Computer Interfacing: The connecting of a computer to another device.
Document camera: A camera that captures and displays real-time images during a telepractice encounter (e.g., text, photos, objects).
Dual Streaming Presentation: The transmission of two compressed multimedia images at the same time.
Encryption: A system of encoding data to assure that it is shared only by authorized users.
Firewall: Computer hardware and software that block unauthorized communications between an organization's internal network (LAN) and the external network (WAN).
High Definition (HD): The increase in display or visual resolution from standard definition (SD).
Interoperability: The ability of two or more systems to interact with one another and exchange data to achieve predicable results.
Local Area Network (LAN): An internal network over a small geographic area.
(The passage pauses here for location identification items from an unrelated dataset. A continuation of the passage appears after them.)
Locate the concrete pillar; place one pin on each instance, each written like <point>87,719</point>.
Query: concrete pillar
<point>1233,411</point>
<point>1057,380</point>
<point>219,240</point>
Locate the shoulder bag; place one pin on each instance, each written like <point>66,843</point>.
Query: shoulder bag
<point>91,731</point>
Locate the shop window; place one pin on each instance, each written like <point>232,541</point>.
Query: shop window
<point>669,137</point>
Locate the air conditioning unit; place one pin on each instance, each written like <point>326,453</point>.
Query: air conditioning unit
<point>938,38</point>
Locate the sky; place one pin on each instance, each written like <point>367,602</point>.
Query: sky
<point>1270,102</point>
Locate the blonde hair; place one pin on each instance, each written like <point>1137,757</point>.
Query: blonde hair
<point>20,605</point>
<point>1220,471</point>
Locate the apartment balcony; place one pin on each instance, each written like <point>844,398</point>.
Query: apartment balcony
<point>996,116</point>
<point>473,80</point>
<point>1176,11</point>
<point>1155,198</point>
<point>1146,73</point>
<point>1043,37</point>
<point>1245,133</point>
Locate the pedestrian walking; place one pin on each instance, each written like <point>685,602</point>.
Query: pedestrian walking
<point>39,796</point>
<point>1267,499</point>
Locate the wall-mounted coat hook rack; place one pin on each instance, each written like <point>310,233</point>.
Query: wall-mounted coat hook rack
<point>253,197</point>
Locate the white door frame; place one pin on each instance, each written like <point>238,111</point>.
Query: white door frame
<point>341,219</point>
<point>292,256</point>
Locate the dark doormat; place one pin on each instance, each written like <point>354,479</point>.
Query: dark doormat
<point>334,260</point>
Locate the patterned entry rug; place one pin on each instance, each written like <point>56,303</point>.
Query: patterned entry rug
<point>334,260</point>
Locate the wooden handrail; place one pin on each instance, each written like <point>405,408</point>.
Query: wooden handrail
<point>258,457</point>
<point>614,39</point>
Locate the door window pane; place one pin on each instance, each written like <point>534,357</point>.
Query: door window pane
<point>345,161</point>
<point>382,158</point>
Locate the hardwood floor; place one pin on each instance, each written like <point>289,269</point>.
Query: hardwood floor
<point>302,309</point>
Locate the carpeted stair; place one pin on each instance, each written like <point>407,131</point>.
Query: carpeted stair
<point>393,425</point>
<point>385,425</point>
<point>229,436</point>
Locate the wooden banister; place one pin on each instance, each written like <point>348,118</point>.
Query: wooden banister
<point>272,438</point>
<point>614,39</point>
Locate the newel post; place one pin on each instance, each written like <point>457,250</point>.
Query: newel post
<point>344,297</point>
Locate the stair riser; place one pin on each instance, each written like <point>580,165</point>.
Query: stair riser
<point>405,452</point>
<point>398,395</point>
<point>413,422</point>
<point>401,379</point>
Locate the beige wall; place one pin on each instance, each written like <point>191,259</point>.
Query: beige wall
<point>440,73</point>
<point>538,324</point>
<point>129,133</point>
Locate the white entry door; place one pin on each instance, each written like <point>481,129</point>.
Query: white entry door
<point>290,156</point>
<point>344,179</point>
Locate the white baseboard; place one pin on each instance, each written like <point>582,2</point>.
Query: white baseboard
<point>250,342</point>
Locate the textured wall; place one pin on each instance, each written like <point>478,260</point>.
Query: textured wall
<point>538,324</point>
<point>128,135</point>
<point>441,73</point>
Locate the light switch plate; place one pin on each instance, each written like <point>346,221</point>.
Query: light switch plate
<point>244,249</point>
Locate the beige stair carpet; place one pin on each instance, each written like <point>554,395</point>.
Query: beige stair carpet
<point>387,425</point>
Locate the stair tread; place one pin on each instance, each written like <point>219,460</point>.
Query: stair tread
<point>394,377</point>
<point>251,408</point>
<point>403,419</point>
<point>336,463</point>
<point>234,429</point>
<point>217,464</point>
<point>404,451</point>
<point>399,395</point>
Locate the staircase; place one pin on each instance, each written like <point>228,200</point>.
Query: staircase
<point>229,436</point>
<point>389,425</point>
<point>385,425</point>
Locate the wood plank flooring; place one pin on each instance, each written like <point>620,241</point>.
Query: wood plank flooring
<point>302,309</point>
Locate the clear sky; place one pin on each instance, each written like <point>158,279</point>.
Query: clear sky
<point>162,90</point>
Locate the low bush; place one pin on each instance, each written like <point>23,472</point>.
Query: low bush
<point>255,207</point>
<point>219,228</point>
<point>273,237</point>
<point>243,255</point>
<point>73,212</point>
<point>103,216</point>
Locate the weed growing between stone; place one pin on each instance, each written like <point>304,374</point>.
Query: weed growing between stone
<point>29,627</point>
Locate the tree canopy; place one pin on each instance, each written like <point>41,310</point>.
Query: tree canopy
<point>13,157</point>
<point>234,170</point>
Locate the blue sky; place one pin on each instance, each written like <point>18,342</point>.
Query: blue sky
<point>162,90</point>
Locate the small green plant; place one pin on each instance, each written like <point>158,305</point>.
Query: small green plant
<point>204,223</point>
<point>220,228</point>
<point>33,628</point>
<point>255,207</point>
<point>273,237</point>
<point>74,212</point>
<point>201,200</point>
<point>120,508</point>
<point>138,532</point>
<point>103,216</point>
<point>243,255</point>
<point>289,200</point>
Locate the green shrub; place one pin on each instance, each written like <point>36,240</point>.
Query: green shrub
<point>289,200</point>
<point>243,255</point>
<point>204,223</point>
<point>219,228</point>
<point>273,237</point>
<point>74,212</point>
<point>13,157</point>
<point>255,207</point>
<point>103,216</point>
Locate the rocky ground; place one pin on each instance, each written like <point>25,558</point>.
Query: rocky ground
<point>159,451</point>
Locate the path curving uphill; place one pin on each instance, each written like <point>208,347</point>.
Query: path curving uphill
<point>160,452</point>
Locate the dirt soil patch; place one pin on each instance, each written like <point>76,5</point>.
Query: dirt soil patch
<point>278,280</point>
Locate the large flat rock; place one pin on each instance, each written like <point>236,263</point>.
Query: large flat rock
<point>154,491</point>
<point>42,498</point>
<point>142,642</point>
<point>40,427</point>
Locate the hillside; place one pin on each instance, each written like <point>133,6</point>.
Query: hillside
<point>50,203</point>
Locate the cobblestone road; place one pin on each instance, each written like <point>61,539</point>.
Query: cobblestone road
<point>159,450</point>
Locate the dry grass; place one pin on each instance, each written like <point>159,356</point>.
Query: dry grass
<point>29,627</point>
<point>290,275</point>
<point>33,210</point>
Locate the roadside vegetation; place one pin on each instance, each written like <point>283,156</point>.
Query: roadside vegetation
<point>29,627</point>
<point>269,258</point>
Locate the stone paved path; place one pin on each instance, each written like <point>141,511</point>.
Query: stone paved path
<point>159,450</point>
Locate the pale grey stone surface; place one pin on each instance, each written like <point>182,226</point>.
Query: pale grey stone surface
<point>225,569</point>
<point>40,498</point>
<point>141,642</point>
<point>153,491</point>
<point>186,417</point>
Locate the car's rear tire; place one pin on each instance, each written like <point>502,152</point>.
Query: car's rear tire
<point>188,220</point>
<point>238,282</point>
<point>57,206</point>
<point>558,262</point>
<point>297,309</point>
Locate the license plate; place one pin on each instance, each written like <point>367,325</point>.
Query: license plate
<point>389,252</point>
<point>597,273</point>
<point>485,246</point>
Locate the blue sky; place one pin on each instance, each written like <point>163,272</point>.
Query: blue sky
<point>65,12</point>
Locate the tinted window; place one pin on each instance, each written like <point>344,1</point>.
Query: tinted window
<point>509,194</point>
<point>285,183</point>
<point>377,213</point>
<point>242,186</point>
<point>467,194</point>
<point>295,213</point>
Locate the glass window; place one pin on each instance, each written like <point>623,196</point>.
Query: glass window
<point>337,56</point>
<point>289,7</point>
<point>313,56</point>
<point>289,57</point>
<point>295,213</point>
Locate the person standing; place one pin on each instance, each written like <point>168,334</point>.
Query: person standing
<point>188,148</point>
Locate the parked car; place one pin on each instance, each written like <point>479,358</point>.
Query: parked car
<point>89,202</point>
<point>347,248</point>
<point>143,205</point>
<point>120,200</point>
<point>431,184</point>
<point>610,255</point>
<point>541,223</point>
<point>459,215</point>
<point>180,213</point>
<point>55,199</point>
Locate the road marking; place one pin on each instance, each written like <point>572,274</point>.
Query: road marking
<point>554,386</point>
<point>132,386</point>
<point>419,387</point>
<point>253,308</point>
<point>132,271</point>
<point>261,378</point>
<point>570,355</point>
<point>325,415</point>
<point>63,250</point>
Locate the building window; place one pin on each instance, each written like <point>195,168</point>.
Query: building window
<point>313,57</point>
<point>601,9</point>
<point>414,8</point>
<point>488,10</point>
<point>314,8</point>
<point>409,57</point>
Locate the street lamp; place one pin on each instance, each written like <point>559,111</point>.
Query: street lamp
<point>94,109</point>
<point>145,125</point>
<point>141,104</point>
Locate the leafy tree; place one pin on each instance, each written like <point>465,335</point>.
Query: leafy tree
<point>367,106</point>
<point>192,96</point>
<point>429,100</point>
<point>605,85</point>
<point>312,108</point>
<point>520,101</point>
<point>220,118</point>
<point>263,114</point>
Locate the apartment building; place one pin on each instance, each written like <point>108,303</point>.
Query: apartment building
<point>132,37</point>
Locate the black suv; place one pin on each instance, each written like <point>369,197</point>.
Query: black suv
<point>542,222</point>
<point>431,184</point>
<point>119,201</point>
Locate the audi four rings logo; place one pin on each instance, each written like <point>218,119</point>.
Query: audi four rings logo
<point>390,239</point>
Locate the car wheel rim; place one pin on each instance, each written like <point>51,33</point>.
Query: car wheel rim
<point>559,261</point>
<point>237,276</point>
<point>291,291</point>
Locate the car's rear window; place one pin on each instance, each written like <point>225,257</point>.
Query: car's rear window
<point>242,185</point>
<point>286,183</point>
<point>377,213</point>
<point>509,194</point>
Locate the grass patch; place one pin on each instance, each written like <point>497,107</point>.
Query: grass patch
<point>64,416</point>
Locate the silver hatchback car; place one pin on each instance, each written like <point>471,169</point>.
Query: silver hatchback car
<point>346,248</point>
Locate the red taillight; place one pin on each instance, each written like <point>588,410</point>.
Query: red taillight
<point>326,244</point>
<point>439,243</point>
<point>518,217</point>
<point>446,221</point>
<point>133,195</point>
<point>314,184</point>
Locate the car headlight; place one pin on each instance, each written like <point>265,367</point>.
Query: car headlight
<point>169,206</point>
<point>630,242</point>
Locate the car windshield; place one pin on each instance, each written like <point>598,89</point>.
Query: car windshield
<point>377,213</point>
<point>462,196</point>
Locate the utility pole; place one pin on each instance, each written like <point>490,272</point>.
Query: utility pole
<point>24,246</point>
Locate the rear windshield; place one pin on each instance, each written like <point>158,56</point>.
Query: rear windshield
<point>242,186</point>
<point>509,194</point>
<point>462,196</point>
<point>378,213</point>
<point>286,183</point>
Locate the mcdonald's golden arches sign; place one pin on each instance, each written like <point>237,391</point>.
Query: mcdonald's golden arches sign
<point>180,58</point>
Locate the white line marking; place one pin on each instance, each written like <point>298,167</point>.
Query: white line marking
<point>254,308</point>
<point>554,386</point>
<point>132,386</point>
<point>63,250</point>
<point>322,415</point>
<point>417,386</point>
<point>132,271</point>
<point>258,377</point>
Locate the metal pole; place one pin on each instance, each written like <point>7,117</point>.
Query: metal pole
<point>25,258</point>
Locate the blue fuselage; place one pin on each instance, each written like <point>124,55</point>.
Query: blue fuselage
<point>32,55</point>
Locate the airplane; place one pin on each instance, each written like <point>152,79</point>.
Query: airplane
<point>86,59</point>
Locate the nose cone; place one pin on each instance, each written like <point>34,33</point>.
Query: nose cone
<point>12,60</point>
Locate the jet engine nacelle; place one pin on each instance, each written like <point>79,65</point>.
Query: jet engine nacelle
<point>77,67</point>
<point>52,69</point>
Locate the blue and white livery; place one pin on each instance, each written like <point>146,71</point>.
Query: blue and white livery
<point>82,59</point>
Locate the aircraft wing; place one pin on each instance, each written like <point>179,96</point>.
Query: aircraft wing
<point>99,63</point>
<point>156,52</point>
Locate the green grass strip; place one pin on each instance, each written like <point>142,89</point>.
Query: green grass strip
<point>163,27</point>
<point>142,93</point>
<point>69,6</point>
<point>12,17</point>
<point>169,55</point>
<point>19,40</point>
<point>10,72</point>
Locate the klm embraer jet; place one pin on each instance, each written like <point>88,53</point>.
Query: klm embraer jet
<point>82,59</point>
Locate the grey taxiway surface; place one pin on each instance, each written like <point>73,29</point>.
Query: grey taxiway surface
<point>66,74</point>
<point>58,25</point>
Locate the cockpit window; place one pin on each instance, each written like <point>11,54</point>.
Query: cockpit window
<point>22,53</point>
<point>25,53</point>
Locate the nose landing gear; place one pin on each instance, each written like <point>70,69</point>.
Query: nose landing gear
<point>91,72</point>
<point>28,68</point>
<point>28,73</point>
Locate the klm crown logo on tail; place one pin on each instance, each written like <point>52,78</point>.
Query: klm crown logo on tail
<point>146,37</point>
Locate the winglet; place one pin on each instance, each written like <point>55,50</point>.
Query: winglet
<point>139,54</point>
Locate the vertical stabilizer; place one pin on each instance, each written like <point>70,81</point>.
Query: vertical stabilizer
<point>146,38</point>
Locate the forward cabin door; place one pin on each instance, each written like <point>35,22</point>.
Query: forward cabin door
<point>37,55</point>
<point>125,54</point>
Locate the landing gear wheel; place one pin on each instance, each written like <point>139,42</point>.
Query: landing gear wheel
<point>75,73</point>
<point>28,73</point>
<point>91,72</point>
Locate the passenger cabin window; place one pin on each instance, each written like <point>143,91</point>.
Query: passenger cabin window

Multipoint Call: The interactive communication between multiple users at more than two sites.
Network: A group of computers connected by hardware and software.
Synchronous: Interactive transmission of data occurring bidirectionally in “real time” and, therefore, requiring the client and the provider be available at the same time.
VPN (Virtual Private Network): A network that uses a public telecommunications infrastructure, such as the Internet, to provide remote offices or individual users with secure access to their organization's network.
WAN (Wide Area Network): An external network over a large geographic area that links LANs.